LE COMITE INTERNATIONAL DE
BIOETHIQUE SE
REUNIT DU 7 AU 9 NOVEMBRE A QUITO
Paris, 16 octobre (N°2000-102)
- Le Comité international de bioéthique de l’UNESCO (CIB) va se réunir, du
7 au 9 novembre, à Quito (Equateur) pour poursuivre sa réflexion sur les
enjeux éthiques et juridiques de la recherche dans le domaine des sciences de
la vie et de leurs applications.
Lors de cette septième
session, le CIB va examiner deux rapports préparés par des groupes de travail
mis en place lors de sa précédente session. Le premier rapport - présenté le
8 novembre - porte sur les aspects éthiques des recherches sur les cellules
souches embryonnaires et pose des questions comme : Faut-il considérer les
cellules souches embryonnaires au même titre que l’embryon ou ont-elles un
statut différent ? Faut-il autoriser le “ clonage thérapeutique ” ?
Le deuxième rapport -
présenté le 9 novembre - concerne la solidarité et la coopération
internationale entre les pays développés et les pays en développement en
matière de génome humain. Il comporte des propositions visant à favoriser
dans les pays en développement le financement de la recherche, de la formation
et de la diffusion des connaissances concernant le génome humain.
A la lumière des récentes
avancées du séquençage du génome humain, les aspects économiques de la
recherche sur le génome humain seront également examinés dans une séance
présidée par Michael Kirby, Juge à la Cour suprême d’Australie. Parmi les
participants figurent : le Français Pascal Brandys, président de Biotech
France, le Mexicain José Maria Cantú, président du Projet latino-américain
sur le génome humain (PLAGH), l’Américaine Maria Freire, directeur de l’Office
for Technology Transfer (NIH) et le Chinois Huanming Yang, directeur du Centre
sur le génome humain de l’Académie chinoise des sciences médicales et
secrétaire général du Projet chinois sur le génome humain.
Comme lors de leurs
précédentes réunions, les 36 membres du CIB vont se pencher durant cette
session sur les dernières avancées de la recherche. A Quito, les deux domaines
spécifiques de la recherche étudiés seront les neurosciences et le
vieillissement. Le CIB va aussi examiner les perspectives ouvertes par l’achèvement
de la cartographie du génome humain.
Le Comité se livrera
également à une consultation des associations de patients sur les questions
posées par l’application des principes contenus dans l’article 24 de la
Déclaration universelle sur le génome humain et les droits de l’homme
(1997). Cette consultation réunira l’Association française pour les
myopathies (AFM), Patients’ Coalition for Urgent Research (Washington, DC),
European Parkinsonians (EUROPARK) et Inclusion international.
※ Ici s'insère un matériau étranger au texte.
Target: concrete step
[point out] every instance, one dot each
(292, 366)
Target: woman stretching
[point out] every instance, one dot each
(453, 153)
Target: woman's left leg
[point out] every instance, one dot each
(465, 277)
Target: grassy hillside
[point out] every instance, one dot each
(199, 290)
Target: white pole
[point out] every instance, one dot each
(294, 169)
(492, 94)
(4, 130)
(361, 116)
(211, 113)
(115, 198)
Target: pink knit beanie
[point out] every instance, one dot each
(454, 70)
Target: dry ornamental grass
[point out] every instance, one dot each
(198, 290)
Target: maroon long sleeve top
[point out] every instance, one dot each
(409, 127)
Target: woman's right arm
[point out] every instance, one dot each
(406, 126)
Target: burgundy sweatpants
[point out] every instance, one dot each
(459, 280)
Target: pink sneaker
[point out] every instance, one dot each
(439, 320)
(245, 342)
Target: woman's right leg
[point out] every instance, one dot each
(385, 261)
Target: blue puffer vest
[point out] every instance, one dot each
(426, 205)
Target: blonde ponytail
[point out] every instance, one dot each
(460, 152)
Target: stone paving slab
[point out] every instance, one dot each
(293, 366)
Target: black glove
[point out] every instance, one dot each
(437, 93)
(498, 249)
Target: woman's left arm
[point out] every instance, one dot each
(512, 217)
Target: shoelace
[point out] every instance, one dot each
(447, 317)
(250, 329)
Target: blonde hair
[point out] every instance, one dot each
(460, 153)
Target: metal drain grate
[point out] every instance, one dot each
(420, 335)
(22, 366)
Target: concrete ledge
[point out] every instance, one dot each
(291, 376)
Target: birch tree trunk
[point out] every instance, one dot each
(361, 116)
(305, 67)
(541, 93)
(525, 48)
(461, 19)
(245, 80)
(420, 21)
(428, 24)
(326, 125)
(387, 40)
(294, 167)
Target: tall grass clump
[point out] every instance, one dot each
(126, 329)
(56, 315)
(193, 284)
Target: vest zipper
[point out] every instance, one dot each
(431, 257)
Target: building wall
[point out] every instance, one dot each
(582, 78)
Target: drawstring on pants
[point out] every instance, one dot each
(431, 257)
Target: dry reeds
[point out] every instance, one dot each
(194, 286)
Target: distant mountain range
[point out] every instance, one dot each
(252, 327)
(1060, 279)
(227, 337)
Une table ronde, animé par le
président du Comité italien de bioéthique, Giovanni Berlinguer, sera
consacrée à l’éducation à la bioéthique. Elle réunira Amnon Carmi,
président de la World Association for Medical Law (WAML), Myriam Cotler,
directeur du Département des sciences de la vie à la California State
University, Leonardo D. De Castro, Professeur de philosophie à l’Université
des Philippines, Fernando Lolas Stepke, directeur du Programme régional de
bioéthique de l’Organisation panaméricaine de la santé (PAHO), et Darryl
Macer, directeur du Eubios Ethics Institute (Université de Tsukuba, Japon).
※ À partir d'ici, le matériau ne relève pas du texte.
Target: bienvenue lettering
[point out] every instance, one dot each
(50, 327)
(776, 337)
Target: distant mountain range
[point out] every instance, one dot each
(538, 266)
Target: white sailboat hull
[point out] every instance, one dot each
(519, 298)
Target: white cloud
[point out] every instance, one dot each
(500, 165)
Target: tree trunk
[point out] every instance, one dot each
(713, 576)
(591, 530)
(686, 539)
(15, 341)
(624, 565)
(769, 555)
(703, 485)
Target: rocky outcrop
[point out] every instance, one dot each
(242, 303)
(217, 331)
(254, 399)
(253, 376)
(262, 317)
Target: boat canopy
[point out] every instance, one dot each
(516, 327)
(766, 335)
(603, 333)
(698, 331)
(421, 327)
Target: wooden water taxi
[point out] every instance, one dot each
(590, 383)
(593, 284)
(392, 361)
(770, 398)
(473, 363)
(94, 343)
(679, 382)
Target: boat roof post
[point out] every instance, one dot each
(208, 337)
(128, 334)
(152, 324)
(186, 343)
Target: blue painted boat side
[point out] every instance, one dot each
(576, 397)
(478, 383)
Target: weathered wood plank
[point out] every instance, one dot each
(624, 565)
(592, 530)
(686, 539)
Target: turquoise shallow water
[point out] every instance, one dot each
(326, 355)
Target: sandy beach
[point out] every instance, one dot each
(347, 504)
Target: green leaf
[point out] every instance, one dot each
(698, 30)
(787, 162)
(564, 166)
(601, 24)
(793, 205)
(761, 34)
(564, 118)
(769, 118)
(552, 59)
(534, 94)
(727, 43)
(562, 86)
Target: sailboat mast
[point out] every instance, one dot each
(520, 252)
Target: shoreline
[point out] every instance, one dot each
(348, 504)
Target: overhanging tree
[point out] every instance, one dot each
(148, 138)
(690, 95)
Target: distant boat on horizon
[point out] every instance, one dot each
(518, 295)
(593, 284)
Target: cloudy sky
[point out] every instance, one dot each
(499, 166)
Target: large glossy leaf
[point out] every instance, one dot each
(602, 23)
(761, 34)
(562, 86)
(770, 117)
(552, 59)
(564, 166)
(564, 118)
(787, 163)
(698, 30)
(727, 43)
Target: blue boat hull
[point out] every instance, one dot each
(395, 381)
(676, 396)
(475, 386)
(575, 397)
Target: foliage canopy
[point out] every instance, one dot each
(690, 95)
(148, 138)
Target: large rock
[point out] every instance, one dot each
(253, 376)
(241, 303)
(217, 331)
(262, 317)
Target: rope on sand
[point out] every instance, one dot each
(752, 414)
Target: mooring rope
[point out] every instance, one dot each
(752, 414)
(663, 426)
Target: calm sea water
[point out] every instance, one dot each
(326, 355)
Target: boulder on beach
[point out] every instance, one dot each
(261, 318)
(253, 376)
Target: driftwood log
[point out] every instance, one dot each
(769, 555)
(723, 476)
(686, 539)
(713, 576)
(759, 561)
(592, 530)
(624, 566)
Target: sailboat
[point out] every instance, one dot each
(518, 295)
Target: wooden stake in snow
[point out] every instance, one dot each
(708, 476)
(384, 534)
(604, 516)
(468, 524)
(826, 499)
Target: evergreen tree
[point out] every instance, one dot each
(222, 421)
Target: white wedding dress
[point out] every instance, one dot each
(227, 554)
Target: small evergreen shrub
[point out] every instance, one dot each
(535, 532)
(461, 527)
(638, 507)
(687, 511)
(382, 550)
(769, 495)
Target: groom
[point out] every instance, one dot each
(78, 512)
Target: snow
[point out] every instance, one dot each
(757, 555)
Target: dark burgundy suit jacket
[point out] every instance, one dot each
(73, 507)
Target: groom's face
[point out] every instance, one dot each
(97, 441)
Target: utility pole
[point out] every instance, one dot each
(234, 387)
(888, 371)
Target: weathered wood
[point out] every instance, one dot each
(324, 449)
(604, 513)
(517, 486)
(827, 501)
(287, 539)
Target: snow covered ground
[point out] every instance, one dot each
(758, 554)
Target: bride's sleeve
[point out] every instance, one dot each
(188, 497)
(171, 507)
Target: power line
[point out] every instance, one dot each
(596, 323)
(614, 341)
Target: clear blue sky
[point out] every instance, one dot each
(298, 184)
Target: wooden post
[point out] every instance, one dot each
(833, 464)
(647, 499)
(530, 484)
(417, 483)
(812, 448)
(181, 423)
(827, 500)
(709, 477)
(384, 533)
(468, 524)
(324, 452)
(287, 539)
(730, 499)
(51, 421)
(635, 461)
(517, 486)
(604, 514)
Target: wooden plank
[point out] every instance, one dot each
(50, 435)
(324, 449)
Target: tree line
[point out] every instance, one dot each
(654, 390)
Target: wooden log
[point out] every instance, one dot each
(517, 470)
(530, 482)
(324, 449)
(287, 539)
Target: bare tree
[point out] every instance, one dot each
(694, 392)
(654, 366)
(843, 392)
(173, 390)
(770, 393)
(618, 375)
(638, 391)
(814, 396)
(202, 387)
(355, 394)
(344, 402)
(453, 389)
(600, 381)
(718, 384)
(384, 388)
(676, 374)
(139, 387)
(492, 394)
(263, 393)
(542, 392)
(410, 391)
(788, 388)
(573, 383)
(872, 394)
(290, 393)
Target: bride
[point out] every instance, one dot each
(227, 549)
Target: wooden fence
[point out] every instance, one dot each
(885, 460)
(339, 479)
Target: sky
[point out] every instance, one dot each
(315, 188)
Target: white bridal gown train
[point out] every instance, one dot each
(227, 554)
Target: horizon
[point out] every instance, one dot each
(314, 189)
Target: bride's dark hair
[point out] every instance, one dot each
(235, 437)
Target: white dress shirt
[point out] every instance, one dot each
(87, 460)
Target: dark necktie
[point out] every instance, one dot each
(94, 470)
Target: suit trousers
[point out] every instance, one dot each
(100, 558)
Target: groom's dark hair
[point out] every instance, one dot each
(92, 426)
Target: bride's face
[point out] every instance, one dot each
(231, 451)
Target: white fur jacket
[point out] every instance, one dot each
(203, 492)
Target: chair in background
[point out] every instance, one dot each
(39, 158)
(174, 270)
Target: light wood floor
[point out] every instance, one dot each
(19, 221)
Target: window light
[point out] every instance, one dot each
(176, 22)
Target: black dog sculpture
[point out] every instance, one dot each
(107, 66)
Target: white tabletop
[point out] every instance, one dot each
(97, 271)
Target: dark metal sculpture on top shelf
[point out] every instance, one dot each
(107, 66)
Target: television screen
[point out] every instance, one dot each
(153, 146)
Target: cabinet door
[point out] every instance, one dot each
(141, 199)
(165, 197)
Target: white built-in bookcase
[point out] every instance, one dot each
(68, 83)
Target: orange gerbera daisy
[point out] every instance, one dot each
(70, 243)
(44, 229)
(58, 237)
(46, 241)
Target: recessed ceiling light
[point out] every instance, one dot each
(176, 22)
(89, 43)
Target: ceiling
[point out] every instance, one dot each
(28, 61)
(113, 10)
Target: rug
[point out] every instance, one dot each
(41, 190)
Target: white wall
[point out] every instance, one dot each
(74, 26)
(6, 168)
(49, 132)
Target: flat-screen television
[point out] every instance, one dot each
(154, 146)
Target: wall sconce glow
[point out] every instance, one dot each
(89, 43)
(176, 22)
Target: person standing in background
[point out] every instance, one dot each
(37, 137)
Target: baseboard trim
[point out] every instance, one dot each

Le Comité international de
bioéthique - actuellement présidé par Ryuichi Ida, Professeur de Droit à l’Université
de Kyoto (Japon) - a été créé en 1993 par l’UNESCO pour étudier les
implications éthiques et juridiques des manipulations génétiques et de la
recherche sur le génome humain. Le CIB œuvre également en faveur de l’accès
aux avancées de la biomédecine en matière de thérapies et de vaccins, tant
dans les pays développés que dans les pays en développement.